I've done some international travel and you can find the same thing all over the world in metro areas. The grand plaza in Cologne, Germany, is filled with street entertainers who really are fun to watch. They even allow artists to draw the most amazing pictures on the concrete sidewalks. I was told by my colleagues, however, to watch out for pickpockets who hang in the same area (gypsies actually, quite interesting).

I still think this is a bunch of whiney greedy nose up rich merchants who are afraid of losing a dime in sales and I have no sympathy for them. I say tax em for the police protection they say they need. If there are criminals on the streets, then deal with them as criminals.

2/24/2007 8:04 AM  
Blogger Stacey K said...

I personally don't have a problem with getting a permit or license. It's a system that works in many cities around the world.

2/24/2007 1:00 PM  
Blogger Xavier Onassis said...

Stacey - It probably feels like I've been attacking you personally (ballonapalooza was below the belt and I apologize), but I honestly don't mean it that way.

I'm sure you are a sweet, wonderful person whose balloon animals delight people every day.

And when you called me an asshole you were pretty much on target. If I'm not a complete asshole, I at least lean towards assholish behaviors.

For example, I have some serious road rage issues. My girlfriend will tell you that I am the sweetest, kindest, most generous man she has ever met...until I get behind the wheel. I have ZERO patience for anyone who is not 100% focused on their driving. Make up, cell phones, reading, chatting with passengers are all reasons why I don't own handguns.

So there is that.

But I also don't like being "accosted" by anyone, at anytime, for anything.

Even Quick Trip clerks are included in my wrath.

I don't want to be greeted when I walk in the door because that obligates me to respond. I don't want to respond. I didn't come in here for human interaction. I want a fucking diet coke. That's all. Not looking to "network" or make new friends. I'm buying a beverage. That's all.

At the checkout, I don't want to be asked "Is that it?" because it implies that I'm some sort of idiot who will forget to buy something I need if not prompted by a QT clerk. I am perfectly capable of selecting the items that I need from a convenience store and presenting them at the counter. Cut the chummy chatter and just ring it up so I can be on my merry fucking way!

I don't want to hear "Come back again soon" as I leave. If I need something you have, and it is convenient for me to purchase it here, then I will come back. Otherwise, you'll never fucking see me again. So please, for the love of God, just SHUT THE FUCK UP and quit pretending like we are old pals!

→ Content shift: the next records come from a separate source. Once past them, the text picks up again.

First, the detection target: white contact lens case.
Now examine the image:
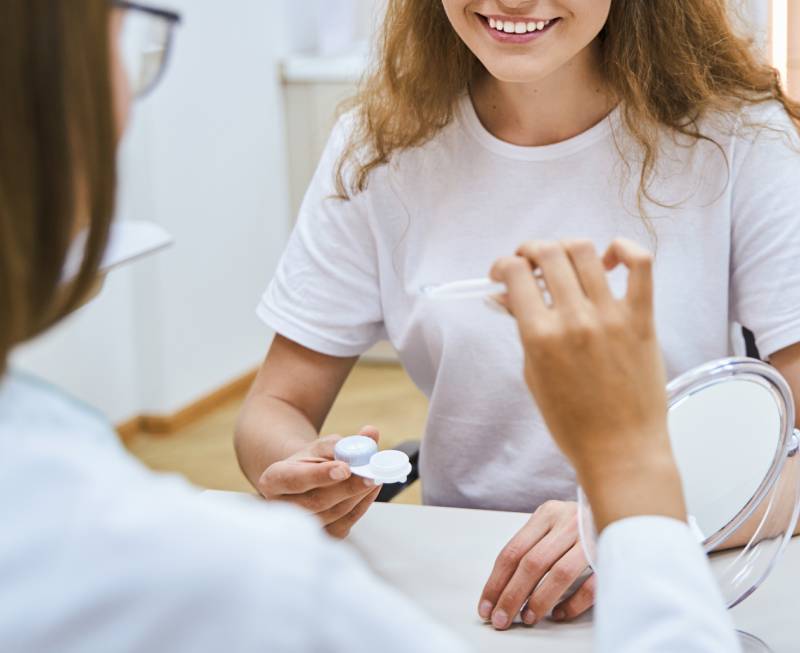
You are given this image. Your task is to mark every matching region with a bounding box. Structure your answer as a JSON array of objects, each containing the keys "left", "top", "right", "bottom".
[{"left": 333, "top": 435, "right": 411, "bottom": 483}]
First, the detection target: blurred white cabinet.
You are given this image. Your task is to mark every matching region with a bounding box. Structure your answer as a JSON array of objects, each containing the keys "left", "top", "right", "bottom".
[{"left": 281, "top": 50, "right": 397, "bottom": 362}]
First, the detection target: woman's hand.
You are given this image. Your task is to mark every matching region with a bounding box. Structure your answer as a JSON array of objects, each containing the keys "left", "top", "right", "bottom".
[
  {"left": 258, "top": 427, "right": 381, "bottom": 538},
  {"left": 478, "top": 501, "right": 595, "bottom": 630},
  {"left": 492, "top": 240, "right": 686, "bottom": 531}
]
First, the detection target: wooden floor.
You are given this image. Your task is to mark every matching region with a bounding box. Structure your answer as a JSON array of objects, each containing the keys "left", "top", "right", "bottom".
[{"left": 127, "top": 363, "right": 427, "bottom": 503}]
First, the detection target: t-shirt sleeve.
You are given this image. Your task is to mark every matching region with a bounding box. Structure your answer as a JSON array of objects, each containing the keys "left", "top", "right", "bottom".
[
  {"left": 732, "top": 105, "right": 800, "bottom": 357},
  {"left": 257, "top": 115, "right": 384, "bottom": 357},
  {"left": 594, "top": 516, "right": 740, "bottom": 653}
]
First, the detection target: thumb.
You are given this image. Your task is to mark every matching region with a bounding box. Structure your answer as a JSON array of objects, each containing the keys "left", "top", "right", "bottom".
[{"left": 358, "top": 426, "right": 381, "bottom": 442}]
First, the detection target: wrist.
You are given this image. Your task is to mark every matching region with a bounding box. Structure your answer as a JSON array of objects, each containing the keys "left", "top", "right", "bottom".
[{"left": 577, "top": 439, "right": 686, "bottom": 533}]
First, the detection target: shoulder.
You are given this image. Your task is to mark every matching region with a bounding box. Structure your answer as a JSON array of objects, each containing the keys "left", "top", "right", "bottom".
[{"left": 329, "top": 96, "right": 474, "bottom": 194}]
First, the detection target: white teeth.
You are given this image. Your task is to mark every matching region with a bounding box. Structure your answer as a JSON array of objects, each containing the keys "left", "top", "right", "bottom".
[{"left": 489, "top": 18, "right": 553, "bottom": 34}]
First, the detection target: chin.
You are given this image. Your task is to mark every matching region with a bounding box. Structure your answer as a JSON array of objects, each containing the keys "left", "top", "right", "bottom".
[{"left": 478, "top": 64, "right": 552, "bottom": 84}]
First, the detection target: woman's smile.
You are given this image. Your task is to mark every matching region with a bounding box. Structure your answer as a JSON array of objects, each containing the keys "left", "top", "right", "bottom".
[{"left": 476, "top": 14, "right": 561, "bottom": 44}]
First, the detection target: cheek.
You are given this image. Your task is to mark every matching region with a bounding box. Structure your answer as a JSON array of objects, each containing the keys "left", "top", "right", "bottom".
[
  {"left": 571, "top": 0, "right": 612, "bottom": 38},
  {"left": 112, "top": 57, "right": 132, "bottom": 139},
  {"left": 110, "top": 12, "right": 133, "bottom": 140}
]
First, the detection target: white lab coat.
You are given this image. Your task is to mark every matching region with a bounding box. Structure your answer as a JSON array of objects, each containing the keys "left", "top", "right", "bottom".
[{"left": 0, "top": 376, "right": 735, "bottom": 653}]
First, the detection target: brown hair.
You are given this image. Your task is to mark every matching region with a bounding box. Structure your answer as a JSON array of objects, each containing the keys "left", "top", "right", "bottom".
[
  {"left": 0, "top": 0, "right": 116, "bottom": 373},
  {"left": 336, "top": 0, "right": 800, "bottom": 205}
]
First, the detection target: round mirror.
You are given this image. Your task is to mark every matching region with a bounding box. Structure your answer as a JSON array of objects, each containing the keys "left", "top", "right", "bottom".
[{"left": 578, "top": 358, "right": 800, "bottom": 650}]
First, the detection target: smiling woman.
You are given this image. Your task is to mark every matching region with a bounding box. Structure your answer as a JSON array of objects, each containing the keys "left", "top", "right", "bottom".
[{"left": 237, "top": 0, "right": 800, "bottom": 629}]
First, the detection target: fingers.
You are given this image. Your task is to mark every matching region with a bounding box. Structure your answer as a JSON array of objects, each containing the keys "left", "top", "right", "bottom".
[
  {"left": 603, "top": 238, "right": 653, "bottom": 315},
  {"left": 490, "top": 256, "right": 548, "bottom": 329},
  {"left": 564, "top": 240, "right": 613, "bottom": 304},
  {"left": 553, "top": 574, "right": 597, "bottom": 621},
  {"left": 325, "top": 485, "right": 381, "bottom": 538},
  {"left": 517, "top": 240, "right": 584, "bottom": 307},
  {"left": 478, "top": 510, "right": 552, "bottom": 620},
  {"left": 317, "top": 484, "right": 375, "bottom": 526},
  {"left": 492, "top": 530, "right": 585, "bottom": 630},
  {"left": 522, "top": 542, "right": 591, "bottom": 625},
  {"left": 258, "top": 460, "right": 351, "bottom": 499}
]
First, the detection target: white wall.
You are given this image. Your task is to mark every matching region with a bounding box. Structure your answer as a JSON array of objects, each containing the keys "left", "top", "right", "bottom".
[{"left": 14, "top": 0, "right": 289, "bottom": 421}]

Now that you have a little background, perhaps you can better understand why I don't want you or anyone else to present me with an unsolicited balloon animal, song, dramatic performance, bucket-drum solo, window wash or an appeal for a down payment on a cheese burger.

I consider them all to be "human junk mail" (no personal offense intended) designed to separate me from my hard-earned cash by guilt and deception.

I have all the human interaction I need and want without having it imposed upon me by people with designs on my wallet.

2/24/2007 10:24 PM  
Anonymous Anonymous said...

We've all had days when we don't feel like interacting with anyone else.

True if the performer is a musician, you may not be able to tune them out. But then again you can't tune out the sounds of cars, boom boxes turned up too loud, police sirens, and all the other noises of the city.

As a balloon performer, I don't harass people that seem uninterested in what I'm doing. When I see parents tugging on their kids arms in evident fear that their kid might actually see what I'm doing and ask for one, I let them pass by without interfering. You get the idea. My goal is only to make my service available to those who want it. For those who don't desire my service, I'm not out there trying to change their mind.